Cost-effective and dynamic carbon dioxide conversion into methane using a CaTiO3@Ni-Pt catalyst in a photo-thermal hybrid system

This research focuses on the synergy of converting carbon dioxide (CO2) into methane (CH4) by simultaneously introducing light and heat as dynamic sources to activate the catalyst. A CaTiO3@Ni-Pt catalyst, loaded with 30.0 wt.% Ni and 1.0 wt.% Pt on a perovskite CaTiO3 support was introduced. The photo-thermal catalytic hybrid system has two features that distinguish it from other photo- or thermal-catalytic systems. First, unlike the CO2 thermal-methanation reaction where CO2 and H-2 react at a molar ratio of 1:4, 2.0 mol of H-2 was replaced with 2.0 mol H2O in the photo-thermal catalytic hybrid system compared to the thermal-methanation reaction requiring 4.0 mol of H-2. Second, by loading Ni and Pt, which are catalytic active species with excellent CO2 and H-2 adsorption abilities, the CO2 reduction (46.48%) was promoted and the CH4 selectivity (99.46%) in the product was increased compared to the photo-methanation reaction.
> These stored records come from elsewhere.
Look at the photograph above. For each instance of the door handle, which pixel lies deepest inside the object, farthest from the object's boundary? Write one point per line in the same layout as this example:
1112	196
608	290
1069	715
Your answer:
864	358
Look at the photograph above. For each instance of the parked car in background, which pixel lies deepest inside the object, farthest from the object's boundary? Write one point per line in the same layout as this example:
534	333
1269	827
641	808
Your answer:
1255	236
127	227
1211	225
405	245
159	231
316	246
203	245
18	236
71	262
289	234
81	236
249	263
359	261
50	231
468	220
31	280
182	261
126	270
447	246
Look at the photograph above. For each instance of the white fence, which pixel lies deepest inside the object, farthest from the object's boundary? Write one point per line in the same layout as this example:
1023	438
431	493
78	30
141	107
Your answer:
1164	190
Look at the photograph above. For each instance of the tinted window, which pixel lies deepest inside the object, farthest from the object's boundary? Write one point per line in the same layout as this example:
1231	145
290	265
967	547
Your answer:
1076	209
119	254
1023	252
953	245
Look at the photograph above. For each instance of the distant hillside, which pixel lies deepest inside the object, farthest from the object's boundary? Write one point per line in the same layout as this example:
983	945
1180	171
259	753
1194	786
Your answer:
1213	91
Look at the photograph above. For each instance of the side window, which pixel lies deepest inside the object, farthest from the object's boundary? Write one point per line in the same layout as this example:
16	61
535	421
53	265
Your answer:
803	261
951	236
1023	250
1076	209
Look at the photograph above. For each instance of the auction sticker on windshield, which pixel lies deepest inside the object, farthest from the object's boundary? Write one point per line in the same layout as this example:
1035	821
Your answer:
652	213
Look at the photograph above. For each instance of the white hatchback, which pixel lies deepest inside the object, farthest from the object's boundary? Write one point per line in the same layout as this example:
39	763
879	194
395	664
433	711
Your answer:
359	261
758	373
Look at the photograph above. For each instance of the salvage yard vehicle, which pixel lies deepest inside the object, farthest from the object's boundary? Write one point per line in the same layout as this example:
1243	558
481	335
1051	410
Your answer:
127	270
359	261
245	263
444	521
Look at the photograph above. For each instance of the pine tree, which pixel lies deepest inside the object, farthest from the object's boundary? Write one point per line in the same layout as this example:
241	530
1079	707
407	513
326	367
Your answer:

The CaTiO3@Ni-Pt not only inhibited the recombination of the photo-generated charges, but also facilitated the adsorption of the reactants in the photo-thermal hybrid system. The quantum efficiency of the CaTiO3@Ni-Pt catalyst measured for the photo thermal hybrid system steadily increased to 180 degrees C. Nevertheless, this study implies that a photo-thermal hybrid system can be useful to photo-reducing CO2 by adding a small amount of heat. From a thermal reaction standpoint, a photo-thermal hybrid system can be used to reduce, the reaction temperature during CO2 thermal-methanation and to reduce the consumption of H-2 in half.